WASHINGTON – The U.S. Supreme Court on Tuesday rejected the appeal of a man who claimed he should not have been convicted in a Baltimore heroin case because he did not actively participate in the drug conspiracy.
The high court, without comment, also rejected Fayaz Anjum’s other claims that his jury got improper instructions and that evidence in the case was incorrectly translated into English.
In his petition, Anjum claims he was unwittingly pulled into the drug deal after the fact and should not have been convicted for aiding and abetting in the Aug. 26, 1991, deal.
The drugs were delivered that day to an undercover U.S. Customs agent and an informant in Baltimore, who made a $15,000 downpayment on the kilogram of heroin.
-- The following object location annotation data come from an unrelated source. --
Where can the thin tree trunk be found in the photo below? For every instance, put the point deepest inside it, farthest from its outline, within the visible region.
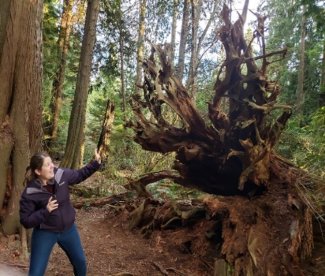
(63, 46)
(20, 102)
(301, 73)
(197, 43)
(72, 156)
(140, 46)
(322, 81)
(104, 138)
(173, 38)
(196, 10)
(122, 73)
(121, 42)
(183, 39)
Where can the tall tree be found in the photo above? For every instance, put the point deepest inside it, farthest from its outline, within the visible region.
(140, 44)
(20, 100)
(322, 82)
(72, 157)
(63, 46)
(197, 40)
(301, 72)
(183, 40)
(173, 31)
(236, 156)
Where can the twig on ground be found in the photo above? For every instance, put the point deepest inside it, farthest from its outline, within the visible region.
(162, 270)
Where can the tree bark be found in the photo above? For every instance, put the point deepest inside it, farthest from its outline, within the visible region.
(72, 156)
(197, 42)
(300, 94)
(173, 31)
(183, 39)
(121, 42)
(57, 88)
(196, 12)
(140, 44)
(104, 138)
(231, 155)
(20, 102)
(322, 81)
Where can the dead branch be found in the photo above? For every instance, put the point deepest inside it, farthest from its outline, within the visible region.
(140, 184)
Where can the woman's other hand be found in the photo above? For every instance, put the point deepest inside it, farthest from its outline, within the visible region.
(52, 204)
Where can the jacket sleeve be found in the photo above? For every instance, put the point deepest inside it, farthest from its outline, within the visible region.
(29, 215)
(76, 176)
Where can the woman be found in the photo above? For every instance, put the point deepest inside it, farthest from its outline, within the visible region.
(45, 206)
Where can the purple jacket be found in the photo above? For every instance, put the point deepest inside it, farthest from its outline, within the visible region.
(33, 211)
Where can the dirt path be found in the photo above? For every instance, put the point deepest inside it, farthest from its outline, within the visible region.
(112, 249)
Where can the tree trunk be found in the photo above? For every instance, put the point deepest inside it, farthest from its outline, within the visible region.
(121, 42)
(63, 46)
(173, 32)
(301, 72)
(104, 138)
(72, 156)
(20, 102)
(197, 42)
(183, 39)
(322, 81)
(263, 214)
(140, 44)
(196, 11)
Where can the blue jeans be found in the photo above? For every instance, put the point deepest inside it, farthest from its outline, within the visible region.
(42, 245)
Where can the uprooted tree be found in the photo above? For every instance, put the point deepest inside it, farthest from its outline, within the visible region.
(262, 220)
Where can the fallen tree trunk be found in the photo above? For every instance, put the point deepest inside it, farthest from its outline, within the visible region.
(264, 221)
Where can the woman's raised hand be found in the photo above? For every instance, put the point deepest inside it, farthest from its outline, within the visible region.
(97, 156)
(52, 204)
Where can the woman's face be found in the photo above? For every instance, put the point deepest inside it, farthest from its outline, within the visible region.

But the courier who was supposed to pick up the remaining $85,000 for the drugs never showed up.
Anjum said he got a call Sept. 4, 1991, from a family friend in Pakistan who asked him to pick up the money from the Baltimore informant and wire it through a bank transfer.
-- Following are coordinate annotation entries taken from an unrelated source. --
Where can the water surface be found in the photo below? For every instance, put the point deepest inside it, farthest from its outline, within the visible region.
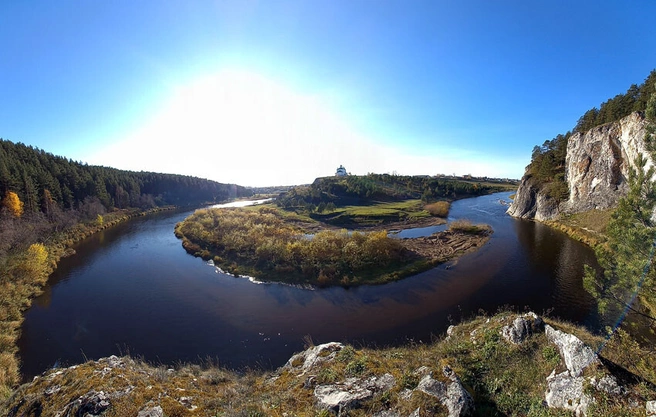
(133, 289)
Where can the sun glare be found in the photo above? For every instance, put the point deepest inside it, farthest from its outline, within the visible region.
(243, 128)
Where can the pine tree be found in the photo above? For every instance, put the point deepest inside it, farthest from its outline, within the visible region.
(627, 256)
(13, 203)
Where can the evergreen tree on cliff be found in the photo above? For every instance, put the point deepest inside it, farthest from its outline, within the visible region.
(627, 257)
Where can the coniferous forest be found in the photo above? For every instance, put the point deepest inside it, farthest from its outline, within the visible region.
(547, 165)
(40, 178)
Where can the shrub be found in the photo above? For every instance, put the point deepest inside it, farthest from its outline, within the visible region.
(438, 209)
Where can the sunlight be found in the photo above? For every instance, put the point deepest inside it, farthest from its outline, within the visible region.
(243, 128)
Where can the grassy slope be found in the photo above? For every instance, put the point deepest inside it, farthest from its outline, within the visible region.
(588, 227)
(503, 379)
(375, 213)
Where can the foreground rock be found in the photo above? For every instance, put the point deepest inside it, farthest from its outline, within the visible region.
(487, 359)
(451, 394)
(522, 328)
(315, 355)
(351, 392)
(575, 353)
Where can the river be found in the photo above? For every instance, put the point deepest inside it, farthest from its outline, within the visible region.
(133, 289)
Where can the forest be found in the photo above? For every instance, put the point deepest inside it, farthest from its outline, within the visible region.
(47, 203)
(40, 178)
(547, 167)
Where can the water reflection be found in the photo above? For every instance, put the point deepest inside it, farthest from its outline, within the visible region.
(135, 288)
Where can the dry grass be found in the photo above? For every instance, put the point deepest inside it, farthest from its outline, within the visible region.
(466, 226)
(587, 227)
(503, 379)
(438, 209)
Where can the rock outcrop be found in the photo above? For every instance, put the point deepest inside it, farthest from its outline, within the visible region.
(483, 363)
(451, 394)
(597, 167)
(522, 328)
(351, 392)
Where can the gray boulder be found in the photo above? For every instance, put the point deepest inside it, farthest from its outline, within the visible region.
(304, 361)
(151, 412)
(517, 332)
(451, 394)
(351, 392)
(650, 408)
(91, 404)
(522, 328)
(566, 391)
(575, 353)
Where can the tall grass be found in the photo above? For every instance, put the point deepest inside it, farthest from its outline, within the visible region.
(24, 271)
(438, 209)
(263, 243)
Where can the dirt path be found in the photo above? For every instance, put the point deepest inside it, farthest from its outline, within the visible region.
(443, 246)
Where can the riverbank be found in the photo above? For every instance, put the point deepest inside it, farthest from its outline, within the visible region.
(270, 244)
(587, 227)
(505, 364)
(25, 274)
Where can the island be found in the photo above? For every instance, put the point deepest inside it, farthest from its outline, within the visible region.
(337, 231)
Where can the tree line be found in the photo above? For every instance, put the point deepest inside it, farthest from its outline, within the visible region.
(41, 180)
(329, 192)
(262, 243)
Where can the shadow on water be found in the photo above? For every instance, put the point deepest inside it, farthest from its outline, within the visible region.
(135, 289)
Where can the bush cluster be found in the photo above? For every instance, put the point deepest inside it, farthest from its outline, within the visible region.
(264, 244)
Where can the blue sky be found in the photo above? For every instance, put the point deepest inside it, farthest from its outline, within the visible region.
(280, 92)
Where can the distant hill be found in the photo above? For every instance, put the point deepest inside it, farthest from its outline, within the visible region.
(39, 177)
(358, 189)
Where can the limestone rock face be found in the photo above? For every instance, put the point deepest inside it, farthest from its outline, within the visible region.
(598, 163)
(352, 391)
(597, 167)
(529, 203)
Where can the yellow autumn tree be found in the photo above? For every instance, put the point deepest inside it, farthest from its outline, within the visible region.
(13, 203)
Anjum claimed the government did not prove that he agreed to join the conspiracy, but that he only agreed to collect the money for a longtime family friend.
“If the jury had been given the correct instruction, that a person cannot join the conspiracy after the completion of the actual crime and cannot be held liable for a crime that has been completed,” it would have found him not guilty, Anjum’s petition said.
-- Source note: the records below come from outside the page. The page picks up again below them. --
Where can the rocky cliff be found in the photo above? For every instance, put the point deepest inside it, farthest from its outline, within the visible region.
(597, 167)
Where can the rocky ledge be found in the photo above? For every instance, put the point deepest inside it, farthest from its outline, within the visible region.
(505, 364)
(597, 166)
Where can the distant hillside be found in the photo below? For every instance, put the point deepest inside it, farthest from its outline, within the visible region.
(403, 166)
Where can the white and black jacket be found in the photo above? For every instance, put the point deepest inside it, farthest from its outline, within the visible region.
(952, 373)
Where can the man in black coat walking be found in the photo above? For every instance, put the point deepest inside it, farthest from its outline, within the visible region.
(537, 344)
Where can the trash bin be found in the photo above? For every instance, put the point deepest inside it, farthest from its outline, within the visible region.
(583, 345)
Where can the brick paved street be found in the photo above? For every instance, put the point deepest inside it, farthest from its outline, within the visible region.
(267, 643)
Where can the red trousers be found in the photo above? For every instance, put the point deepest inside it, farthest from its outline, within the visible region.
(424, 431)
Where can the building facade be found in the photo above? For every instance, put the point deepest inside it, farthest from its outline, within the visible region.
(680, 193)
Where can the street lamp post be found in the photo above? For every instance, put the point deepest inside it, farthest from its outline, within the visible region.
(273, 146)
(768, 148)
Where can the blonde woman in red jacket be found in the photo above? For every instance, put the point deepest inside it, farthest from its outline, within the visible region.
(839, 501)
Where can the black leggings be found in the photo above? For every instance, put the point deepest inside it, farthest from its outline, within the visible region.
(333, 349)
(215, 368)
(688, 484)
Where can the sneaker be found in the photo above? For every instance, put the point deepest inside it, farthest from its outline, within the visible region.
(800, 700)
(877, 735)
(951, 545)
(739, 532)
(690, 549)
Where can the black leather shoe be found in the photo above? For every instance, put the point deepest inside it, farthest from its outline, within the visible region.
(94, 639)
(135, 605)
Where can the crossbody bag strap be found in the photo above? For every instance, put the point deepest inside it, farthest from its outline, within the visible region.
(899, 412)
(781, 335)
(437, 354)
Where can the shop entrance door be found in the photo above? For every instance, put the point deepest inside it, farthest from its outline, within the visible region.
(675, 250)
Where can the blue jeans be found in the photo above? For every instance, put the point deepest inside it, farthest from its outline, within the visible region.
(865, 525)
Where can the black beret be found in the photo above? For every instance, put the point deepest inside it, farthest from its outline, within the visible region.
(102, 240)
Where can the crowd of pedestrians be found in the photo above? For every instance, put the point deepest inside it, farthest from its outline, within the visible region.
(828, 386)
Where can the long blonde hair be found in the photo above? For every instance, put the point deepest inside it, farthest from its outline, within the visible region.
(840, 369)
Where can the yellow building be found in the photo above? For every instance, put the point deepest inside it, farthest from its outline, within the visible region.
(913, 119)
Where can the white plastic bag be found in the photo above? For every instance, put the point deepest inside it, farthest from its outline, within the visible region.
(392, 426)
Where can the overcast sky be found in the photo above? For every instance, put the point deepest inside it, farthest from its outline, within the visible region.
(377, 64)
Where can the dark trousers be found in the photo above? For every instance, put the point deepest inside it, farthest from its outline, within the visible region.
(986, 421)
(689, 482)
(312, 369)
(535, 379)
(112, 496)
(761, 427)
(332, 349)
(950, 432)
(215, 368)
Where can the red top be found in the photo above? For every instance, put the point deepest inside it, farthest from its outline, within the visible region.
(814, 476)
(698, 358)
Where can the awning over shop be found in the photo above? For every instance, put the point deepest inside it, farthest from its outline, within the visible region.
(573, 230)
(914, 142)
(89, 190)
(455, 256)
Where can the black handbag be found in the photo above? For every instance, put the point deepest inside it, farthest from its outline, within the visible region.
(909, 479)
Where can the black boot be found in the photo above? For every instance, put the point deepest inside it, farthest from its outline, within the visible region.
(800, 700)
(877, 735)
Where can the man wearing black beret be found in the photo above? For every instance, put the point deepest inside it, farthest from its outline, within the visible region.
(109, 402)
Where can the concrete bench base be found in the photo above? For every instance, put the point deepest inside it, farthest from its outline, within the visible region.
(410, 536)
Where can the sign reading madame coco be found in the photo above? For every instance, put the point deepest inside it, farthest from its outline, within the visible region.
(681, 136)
He also claimed that a taped conversation between him and a conspirator was translated incorrectly from Pushto into English. He said the translation, used as evidence at his trial, added words and changed the tense from past to present.
“The meaning of these translated conversations presented critical disputed factual issues at trial,” Anjum said in court documents.
Anjum’s conviction was affirmed March 18, 1998, by the U.S. 4th Circuit Court of Appeals.
The prosecutor who handled the case for the U.S. Attorney’s Office in Maryland could not be reached Tuesday for comment.
The Supreme Court on Tuesday also refused to hear four other cases from Maryland. The cases, all denied without comment by the court, were:
* An appeal by a Navy retiree who was denied a request to amend her retirement date and collect 75 days of leave she said she lost when she was selected to transfer to the Fleet Reserve. Two lower courts have already rejected Barbara Ann Parker’s claim.
* An appeal by a Patuxent Institution inmate who sued the state, claiming he had been given another inmate’s medication. Leamon Lee Tatum’s lawsuit was thrown out by an Anne Arundel County court for lack of evidence in 1996.
* An appeal by Bal Dev Enand of a legal malpractice suit he filed against his court-appointed attorney in an employment discrimination suit. Enand’s suit has been dismissed by the U.S. District Court and the 4th Circuit.
* An appeal by Charles A. Dread, who asked to have the court set aside lower court decisions that upheld his firing by the Maryland State Police.